Axial

The word axial can refer to a few different concepts. Broadly, it refers to the horizontal or longitudinal axis of the body. So an axial cut of the brain would be in the middle, horizontally, if you were looking at the brain from the side. In computerized tomagraphy (CT) scans, axial sections are considered the most important scanning vantagepoint as it allows valuable brain areas to be visible.

Axial can also refer to a period of history coined the Axial Age, sometimes called the Axis Age. This occurred broadly from 800-200 BCE and was characterized by a development of complex and philosophical thinking, religious systems, and intellectuality that emerged in various parts of the world. These new intellectual systems developed concurrently often without interaction with each other - this suggests an evolution in thinking in a broad sense instead of just the spread of information.
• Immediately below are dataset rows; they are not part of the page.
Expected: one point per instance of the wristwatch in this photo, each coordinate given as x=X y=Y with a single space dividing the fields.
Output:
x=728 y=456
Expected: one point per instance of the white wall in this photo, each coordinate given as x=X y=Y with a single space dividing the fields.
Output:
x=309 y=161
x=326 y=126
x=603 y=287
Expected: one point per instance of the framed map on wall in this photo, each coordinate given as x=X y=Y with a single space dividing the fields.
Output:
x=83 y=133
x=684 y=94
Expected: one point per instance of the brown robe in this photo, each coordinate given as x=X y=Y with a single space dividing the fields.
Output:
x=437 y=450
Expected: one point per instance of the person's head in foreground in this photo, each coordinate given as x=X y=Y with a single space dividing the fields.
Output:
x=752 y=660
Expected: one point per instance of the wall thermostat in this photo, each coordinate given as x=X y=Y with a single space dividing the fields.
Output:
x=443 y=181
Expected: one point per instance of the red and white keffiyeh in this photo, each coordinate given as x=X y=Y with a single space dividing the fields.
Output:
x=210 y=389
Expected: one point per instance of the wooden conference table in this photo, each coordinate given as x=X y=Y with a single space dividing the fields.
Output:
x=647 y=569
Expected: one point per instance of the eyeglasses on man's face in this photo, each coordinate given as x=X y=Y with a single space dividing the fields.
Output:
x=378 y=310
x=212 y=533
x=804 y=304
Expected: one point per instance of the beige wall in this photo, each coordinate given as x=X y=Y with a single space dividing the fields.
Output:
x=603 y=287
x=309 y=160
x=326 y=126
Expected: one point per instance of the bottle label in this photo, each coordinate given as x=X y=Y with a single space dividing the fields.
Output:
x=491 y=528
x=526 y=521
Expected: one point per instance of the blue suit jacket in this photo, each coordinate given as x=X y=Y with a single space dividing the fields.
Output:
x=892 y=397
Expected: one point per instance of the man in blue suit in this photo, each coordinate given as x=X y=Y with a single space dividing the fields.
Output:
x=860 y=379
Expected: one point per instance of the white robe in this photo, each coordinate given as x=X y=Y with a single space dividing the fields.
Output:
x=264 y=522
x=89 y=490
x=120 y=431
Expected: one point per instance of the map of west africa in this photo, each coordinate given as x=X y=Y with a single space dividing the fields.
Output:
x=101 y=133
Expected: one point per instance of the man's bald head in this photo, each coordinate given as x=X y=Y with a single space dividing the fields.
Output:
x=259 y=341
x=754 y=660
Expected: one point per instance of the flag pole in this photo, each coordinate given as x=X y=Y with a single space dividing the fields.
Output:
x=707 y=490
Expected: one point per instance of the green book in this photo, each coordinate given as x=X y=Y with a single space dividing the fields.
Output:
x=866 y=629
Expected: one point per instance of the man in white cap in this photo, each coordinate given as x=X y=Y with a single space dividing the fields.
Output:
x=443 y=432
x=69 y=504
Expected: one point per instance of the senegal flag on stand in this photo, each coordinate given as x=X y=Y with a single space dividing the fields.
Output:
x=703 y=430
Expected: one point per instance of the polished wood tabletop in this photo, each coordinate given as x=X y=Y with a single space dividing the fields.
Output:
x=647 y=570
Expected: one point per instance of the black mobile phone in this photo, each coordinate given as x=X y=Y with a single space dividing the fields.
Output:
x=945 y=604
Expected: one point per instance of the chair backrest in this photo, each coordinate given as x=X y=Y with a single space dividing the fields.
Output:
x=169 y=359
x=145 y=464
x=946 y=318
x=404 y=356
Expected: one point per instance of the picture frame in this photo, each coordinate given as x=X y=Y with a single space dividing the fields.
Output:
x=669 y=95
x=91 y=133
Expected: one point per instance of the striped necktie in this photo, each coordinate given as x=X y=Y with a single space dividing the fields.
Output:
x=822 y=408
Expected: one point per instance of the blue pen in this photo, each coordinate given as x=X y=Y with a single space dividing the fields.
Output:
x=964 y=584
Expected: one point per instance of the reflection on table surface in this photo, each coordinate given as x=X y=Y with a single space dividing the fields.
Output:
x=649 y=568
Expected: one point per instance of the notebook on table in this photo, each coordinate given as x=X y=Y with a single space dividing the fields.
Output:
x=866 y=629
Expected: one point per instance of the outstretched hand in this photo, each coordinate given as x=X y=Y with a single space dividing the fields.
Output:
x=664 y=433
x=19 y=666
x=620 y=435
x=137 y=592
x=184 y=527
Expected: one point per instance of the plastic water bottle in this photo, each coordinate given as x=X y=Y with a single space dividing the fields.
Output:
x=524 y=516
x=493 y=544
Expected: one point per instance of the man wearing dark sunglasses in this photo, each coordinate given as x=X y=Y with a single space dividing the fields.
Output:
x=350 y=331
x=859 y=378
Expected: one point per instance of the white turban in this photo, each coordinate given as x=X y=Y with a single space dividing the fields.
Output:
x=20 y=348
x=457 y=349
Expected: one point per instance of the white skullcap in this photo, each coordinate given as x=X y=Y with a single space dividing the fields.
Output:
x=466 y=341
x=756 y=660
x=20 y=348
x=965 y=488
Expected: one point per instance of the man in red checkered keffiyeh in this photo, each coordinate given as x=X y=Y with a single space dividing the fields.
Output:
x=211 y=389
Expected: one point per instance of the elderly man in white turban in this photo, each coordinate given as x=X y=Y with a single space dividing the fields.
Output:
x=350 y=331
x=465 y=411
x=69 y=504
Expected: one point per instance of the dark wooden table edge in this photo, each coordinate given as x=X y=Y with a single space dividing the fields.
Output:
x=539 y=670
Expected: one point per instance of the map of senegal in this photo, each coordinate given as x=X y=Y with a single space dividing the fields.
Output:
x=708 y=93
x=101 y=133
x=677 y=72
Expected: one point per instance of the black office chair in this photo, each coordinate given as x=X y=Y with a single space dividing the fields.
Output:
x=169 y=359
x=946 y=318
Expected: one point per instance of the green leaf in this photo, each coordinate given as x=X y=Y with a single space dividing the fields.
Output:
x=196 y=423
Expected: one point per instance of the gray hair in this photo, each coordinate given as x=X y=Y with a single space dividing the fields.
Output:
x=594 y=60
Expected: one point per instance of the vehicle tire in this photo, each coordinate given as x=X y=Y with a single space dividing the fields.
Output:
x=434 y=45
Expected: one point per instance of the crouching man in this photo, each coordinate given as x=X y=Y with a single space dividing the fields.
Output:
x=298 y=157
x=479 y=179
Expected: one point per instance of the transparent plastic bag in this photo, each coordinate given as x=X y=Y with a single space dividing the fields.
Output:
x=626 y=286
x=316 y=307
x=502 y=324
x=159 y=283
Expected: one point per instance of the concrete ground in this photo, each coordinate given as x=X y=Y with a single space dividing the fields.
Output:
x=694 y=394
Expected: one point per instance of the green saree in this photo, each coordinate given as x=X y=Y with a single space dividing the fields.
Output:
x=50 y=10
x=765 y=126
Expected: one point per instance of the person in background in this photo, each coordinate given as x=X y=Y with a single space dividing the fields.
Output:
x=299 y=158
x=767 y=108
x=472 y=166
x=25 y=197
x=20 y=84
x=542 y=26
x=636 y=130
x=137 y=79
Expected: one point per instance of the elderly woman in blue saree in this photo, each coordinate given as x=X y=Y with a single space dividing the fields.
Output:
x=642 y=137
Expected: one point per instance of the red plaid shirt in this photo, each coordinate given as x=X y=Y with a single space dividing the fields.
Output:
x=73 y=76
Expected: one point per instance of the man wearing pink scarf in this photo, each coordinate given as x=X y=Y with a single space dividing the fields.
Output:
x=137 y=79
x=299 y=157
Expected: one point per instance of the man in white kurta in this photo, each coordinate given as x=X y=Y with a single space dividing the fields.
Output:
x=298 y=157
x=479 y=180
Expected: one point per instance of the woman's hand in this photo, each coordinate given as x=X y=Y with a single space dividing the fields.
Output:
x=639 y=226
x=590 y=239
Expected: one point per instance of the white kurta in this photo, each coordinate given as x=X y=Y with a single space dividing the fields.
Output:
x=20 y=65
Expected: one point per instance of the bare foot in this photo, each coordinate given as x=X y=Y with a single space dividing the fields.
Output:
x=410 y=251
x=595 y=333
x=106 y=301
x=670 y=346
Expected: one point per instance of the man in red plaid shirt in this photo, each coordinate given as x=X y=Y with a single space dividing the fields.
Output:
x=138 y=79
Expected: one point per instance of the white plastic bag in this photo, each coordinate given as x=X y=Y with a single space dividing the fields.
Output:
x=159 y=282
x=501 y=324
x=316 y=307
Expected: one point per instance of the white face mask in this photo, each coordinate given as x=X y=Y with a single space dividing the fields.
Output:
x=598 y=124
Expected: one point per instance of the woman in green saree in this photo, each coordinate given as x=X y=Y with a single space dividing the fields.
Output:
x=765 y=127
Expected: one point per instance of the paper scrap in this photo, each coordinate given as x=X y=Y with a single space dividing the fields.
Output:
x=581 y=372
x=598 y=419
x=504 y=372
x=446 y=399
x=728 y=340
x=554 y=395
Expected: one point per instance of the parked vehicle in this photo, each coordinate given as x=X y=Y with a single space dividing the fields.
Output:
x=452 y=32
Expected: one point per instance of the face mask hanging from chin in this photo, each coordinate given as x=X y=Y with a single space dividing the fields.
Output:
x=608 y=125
Axial can also refer to the method in which the fourth edition of the uses to classify different psychological and psychiatric disorders. This was called the multiaxial approach as different disorders are split into different axes. The DSM-V used the following five different dimensions to categorize disorders: Axis I (clinical disorders like depression, anxiety disorders, and bipolar disorder), Axis II (personality disorders and developmental disorders), Axis III (medical conditions like brain injury and disease), Axis IV (psychosocial and environmental conditions), Axis V ( 'Global assessment of functioning' which is a scale that rates the social, work, and mental functioning of individuals). When the DSM-5 was developed the multiaxial system was eliminated.